Granted, I have over 50 people on my team, so it’s not that hard to absorb all this. Much harder if you have a couple three.
I used to work for a company that had operations in Europe and the US. The difference in approach to handling extended absences was stark. In Europe a six month absence for parental leave was covered by a whole organization of 50-100 people (say all of Finance or Marketing). But in the US the immediate manager with 3-10 people had to figure it out.
It was treated as an opportunity for cross-training, development and succession planning in one side of the pond, but as a disaster mitigation exercise on the other.
Yes, that’s one of those dreaded “woke” DSI programs. Employers have to collect stats on who they hire, including minority status, disability, and military service. National Guard status is part of it.
If I wasn’t a government employee I doubt I would have been able to stay in the Guard until retirement. My job never gave me any problems while I was out for military duty and most of the time I double dipped. I had a lot of troops who left because it was too difficult to balance both jobs. There are many ways an employer can make things difficult that still meet the letter of the law.

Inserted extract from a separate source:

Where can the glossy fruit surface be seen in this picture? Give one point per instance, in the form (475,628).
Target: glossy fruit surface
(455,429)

I’m fortunate in that I work for a fairly decent employer, and we don’t give any employee a hard time for doing their civic duties including military service, jury duty, etc., etc. We do pay employees who go on inactive duty (Guard) if they make less doing that than they do with us, but when they go active duty we don’t pay anything. A lot of companies that violate USERRA do so on accident, but there are others who are just jerks and either don’t care or just hope they’re not caught.

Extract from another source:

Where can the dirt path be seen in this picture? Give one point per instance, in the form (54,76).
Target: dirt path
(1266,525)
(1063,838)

In New Jersey there is a law that all state, county and municipal employees must be paid (double dip) for 90 working days per calendar year for military duty with the Guard and 30 days for Reserves. My town also passed an ordinance to make up the difference in pay for any days not covered in the 90.

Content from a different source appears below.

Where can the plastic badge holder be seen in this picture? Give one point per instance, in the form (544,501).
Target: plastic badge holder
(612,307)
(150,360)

Not guardsmen specifically, but hiring ex-military employees implies a certain minimum standard of literacy, ability to shine shoes, adapt to unusual hours and so on. And many military personnel prefer to stay on TriCare rather than enroll in employer health plans. That can be a huge saving for small employers (IIRC, TriCare functions as a secondary payer for military personnel who work for employers with more than 20 employees and who provide health insurance).